Breaches of AIFMD in France can incur criminal penalties including imprisonment and fines. However it is important to note that investor litigation and rescission rights risks are equally real risks to consider for fundraising in France.

As a standout statutory regime compared with other countries, under French statutes, civil penalties can apply (in addition to criminal sanctions noted above) as the French investor invested in funds managed by AIFMs/asset managers is entitled to take the following action in a civil court in France against the AIFM/Asset Manager:

The investor can ask the court for cancellation of their subscription to the AIFs (for any reason and at any time) and sue the marketer/seller for breach of duty to provide sufficient information for them to make their investment decision.

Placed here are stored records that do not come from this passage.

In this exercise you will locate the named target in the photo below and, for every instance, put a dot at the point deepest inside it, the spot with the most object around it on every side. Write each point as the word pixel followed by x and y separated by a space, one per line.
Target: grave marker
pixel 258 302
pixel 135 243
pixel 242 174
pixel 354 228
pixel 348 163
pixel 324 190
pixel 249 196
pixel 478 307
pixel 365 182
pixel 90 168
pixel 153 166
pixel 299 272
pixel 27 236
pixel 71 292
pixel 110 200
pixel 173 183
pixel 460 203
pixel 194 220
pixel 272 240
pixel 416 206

AIFMs/asset managers: How to protect yourself from investor litigation risk

Some of our AIFM/asset manager clients say: “Well, we can get sued by investors in our funds for any reason at any time. Litigation risk is always a risk for us.”

To which we reply: “Yes, litigation by investors against fund managers is always at the forefront. But don’t give your investors the no-brainer Trifecta (3) of arguments for an easy court judgement win because you broke the investor’s country laws when you marketed and sold your fund to them.”

It’s as if the non-compliant AIFM/asset managers holds a silver tray with free put options deftly arranged and handed out to investors, ready to be exercised by the investor whenever they are ready. Is that what you really want?

Summary

The way AIFM/asset managers can mitigate their five key distribution risks when fundraising overseas is to comply with country fund marketing rules at all times.

Don’t kick off the “domino” effect. Since all five distribution risks are related to each other, the last thing AIFM/asset managers want to do is give investors a valid reason for them to seek justice in the courts and demand their money back because you breached the laws in their jurisdiction when marketing and selling your fund to the investor.